Not that Cap

An idea!

Let’s pretend you woke up this morning and thought, “Today’s the day! Today’s the day I write a key-value store!”

You’re going to make a great key-value store. It’s going to take keys and values and store them. It’s going to let you access and delete values for a given key. Your minimum viable product is pretty quick – you pick a language, wrap some functionality around a hash map, and call it a day.

The next day, you wake up and think, “Hey, maybe I can make this better. Maybe I’ll make it distributed!” You realize this will add some complexity to your key-value store, and you think it’ll be just the thing you need to differentiate yourself from all the other fancily-dressed hash maps.

So, what’s special about making our key-value store distributed? For one, it’s more complicated, but you know deep down that’s more of a drawback than a benefit. Fault tolerance is a possible benefit. You like the idea of having multiple instances of our store, and it continuing to work if something happens to one of them.

You sit down and you work feverishly, and after a while, you’ve made your key-value store distributed. You named it Hydra. Hail Hydra.
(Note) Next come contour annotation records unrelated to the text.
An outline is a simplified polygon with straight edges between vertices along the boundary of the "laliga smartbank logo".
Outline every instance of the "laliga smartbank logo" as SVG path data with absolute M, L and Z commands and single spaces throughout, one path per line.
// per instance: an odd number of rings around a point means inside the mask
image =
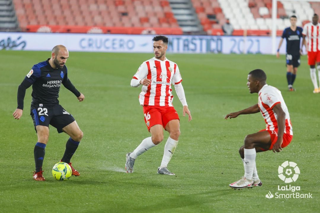
M 300 173 L 300 169 L 297 164 L 294 162 L 287 161 L 284 162 L 278 168 L 278 176 L 285 183 L 295 182 L 298 179 Z M 301 190 L 299 186 L 286 185 L 280 186 L 278 185 L 278 192 L 274 195 L 271 191 L 266 195 L 266 197 L 275 198 L 312 198 L 312 194 L 303 194 L 296 191 Z
M 278 167 L 278 177 L 286 183 L 296 182 L 299 177 L 300 170 L 294 162 L 285 161 Z

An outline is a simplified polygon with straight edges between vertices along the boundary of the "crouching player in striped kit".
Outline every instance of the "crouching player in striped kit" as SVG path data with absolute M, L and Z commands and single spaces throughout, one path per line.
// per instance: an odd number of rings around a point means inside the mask
M 244 145 L 239 153 L 244 167 L 244 176 L 229 186 L 240 189 L 254 186 L 261 186 L 256 167 L 257 152 L 272 150 L 279 152 L 288 146 L 292 140 L 292 126 L 288 108 L 281 92 L 267 84 L 267 76 L 261 70 L 249 73 L 247 85 L 250 93 L 259 95 L 258 103 L 249 108 L 227 115 L 225 118 L 236 118 L 240 115 L 252 114 L 261 111 L 266 124 L 266 129 L 247 135 Z
M 192 119 L 188 108 L 182 79 L 177 64 L 165 57 L 168 49 L 168 38 L 161 35 L 152 39 L 155 57 L 144 62 L 131 80 L 131 85 L 138 87 L 142 85 L 139 96 L 143 107 L 144 120 L 151 137 L 143 140 L 133 152 L 127 154 L 125 169 L 127 172 L 133 171 L 137 157 L 163 140 L 163 128 L 170 134 L 164 146 L 164 152 L 158 173 L 174 175 L 167 169 L 174 152 L 180 135 L 179 116 L 172 104 L 173 96 L 171 84 L 183 106 L 183 116 L 187 113 L 189 121 Z

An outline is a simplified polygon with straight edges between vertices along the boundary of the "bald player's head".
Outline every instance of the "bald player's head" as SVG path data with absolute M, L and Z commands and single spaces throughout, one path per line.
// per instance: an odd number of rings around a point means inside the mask
M 57 56 L 59 55 L 59 52 L 60 51 L 60 50 L 63 50 L 65 51 L 68 51 L 68 49 L 67 49 L 67 48 L 64 46 L 63 45 L 57 45 L 53 48 L 52 49 L 52 53 L 54 53 L 54 54 Z
M 53 68 L 62 69 L 69 57 L 69 51 L 63 45 L 57 45 L 52 49 L 50 60 L 53 62 Z

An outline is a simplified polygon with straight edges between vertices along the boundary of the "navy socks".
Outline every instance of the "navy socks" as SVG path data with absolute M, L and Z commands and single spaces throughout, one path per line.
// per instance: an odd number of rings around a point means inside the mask
M 33 153 L 35 155 L 35 162 L 36 163 L 36 172 L 38 172 L 42 170 L 42 163 L 44 158 L 45 151 L 44 148 L 46 146 L 44 143 L 37 142 L 35 146 Z

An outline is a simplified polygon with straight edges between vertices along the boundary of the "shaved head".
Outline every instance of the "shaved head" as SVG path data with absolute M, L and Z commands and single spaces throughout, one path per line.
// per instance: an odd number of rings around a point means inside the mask
M 66 47 L 63 45 L 57 45 L 54 47 L 52 49 L 52 53 L 54 53 L 54 54 L 56 56 L 57 56 L 59 54 L 59 51 L 60 50 L 68 51 L 68 49 L 67 49 Z
M 68 57 L 69 51 L 67 48 L 63 45 L 57 45 L 52 49 L 49 62 L 54 69 L 62 69 Z

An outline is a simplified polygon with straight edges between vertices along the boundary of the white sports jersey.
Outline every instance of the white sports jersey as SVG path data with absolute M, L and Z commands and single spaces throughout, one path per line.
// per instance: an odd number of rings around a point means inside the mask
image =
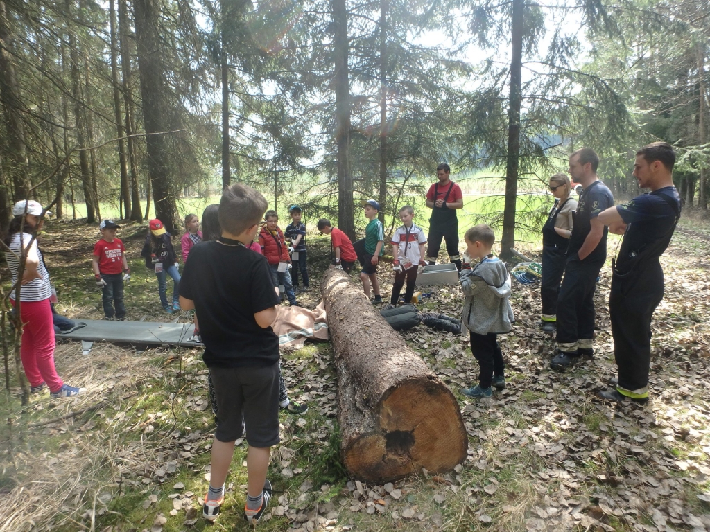
M 419 265 L 422 256 L 419 254 L 419 245 L 427 242 L 424 231 L 413 223 L 409 228 L 402 226 L 392 235 L 392 250 L 395 258 L 405 270 Z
Hydra works by having a set of nodes that know about each other. When a client contacts the node to update a value for a given key, the Hydra node updates its own internal store, and then broadcasts a message to all other Hydra nodes to tell them about the update. Let’s say we have nodes A, B, and C. If someone tells node A to store the value 123 at the key abc, node A will first add to its internal state abc: 123, and then broadcast an update to B and C to tell them about the new value it just got.

You take Hydra and release it into the wild. You deploy it somewhere, you make a website, and you offer it as a service. You gain a few users, and then a few more, and then several more! It’s growing quite rapidly. However, as it grows, you begin to get disturbing bug reports.

Users are saying that occasionally they’ll see keys with stale values, but then they’ll query again and they get the latest value. You look at the logs of your nodes, and you don’t see anything obviously wrong. What could be the problem here? To steer us in the right direction, let’s look at one of the core ideas of distributed systems – the CAP theorem!

CAP theorem

Eric Brewer proposed in the late 1990s that a web service can only provide two out of the following three guarantees – consistency, availability, and partition tolerance. This concept, known as the CAP theorem or Brewer’s theorem, is one of the building blocks of distributed systems theory today.

What are these three things? Why are they important? Let’s start with consistency.

In their proof of Brewer’s theorem, Seth Gilbert and Nancy Lynch define this consistency guarantee as requiring that there’s a total ordering of events where each operation looks as if it were completed instantaneously. We should always receive the most recent write, so no stale values. This seems to be relevant to the issues we’re having with Hydra, but let’s not stop here.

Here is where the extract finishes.